La comprensión de los circuitos de la sensación de soledad en el cerebro podría arrojar algo de luz sobre la adicción.

Pero la necesidad actual más obvia puede ser la respuesta al aislamiento social provocado por la pandemia de COVID-19. Algunas encuestas en internet concluyen que no existe un aumento generalizado de la sensación de soledad desde que comenzó la pandemia, pero ¿qué pasa con las personas con mayor riesgo de tener problemas de salud mental?, ¿en qué momento empieza el aislamiento a poner en peligro su bienestar psicológico y físico?, y ¿qué tipo de intervenciones podrían protegerlas de ese peligro? Cuando logremos medir la soledad, podremos comenzar a descubrirlo, lo que facilitará bastante el diseño de intervenciones específicas.

"Una pregunta vital para la investigación futura es cuánto y qué tipo de interacción social positiva sería suficiente para satisfacer esta necesidad básica y, por lo tanto, eliminar la respuesta de ansia neuronal", escribieron Tomova y Tye en un preprint de su nuevo artículo, publicado al final de marzo. La pandemia "ha puesto en evidencia la necesidad de una mejor comprensión de las necesidades sociales humanas y del mecanismo neuronal subyacente a la motivación social. El estudio actual proporciona un primer paso en esa dirección", explicaron.

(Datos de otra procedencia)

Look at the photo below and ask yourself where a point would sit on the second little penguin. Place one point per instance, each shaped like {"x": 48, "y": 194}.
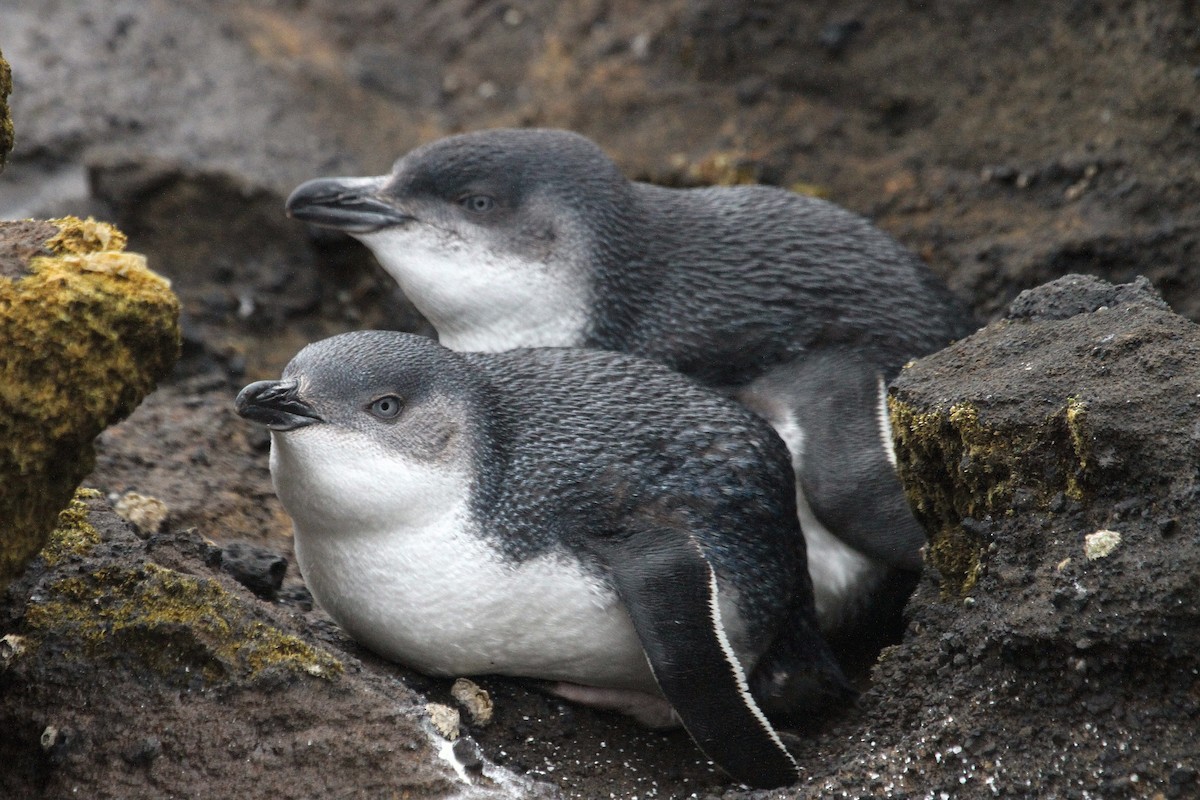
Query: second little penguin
{"x": 581, "y": 517}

En el lenguaje típicamente subestimado de la ciencia, eso señala el nacimiento de un campo de investigación completamente nuevo, algo que no se puede presenciar a menudo, y mucho menos formar parte de él.  

Tye concluye: "Es muy emocionante para mí, porque se trata de conceptos de los que hemos oído hablar un millón de veces en psicología y, por primera vez, descubrimos las células en el cerebro que podríamos vincular al sistema. Y al tener una célula, se puede rastrear hacia atrás y hacia adelante; se puede averiguar qué pasa antes de eso; se puede determinar qué hacen todas las neuronas anteriormente y qué mensajeros envían. Ahora es posible encontrar el circuito completo; ya sabemos por dónde hay que empezar".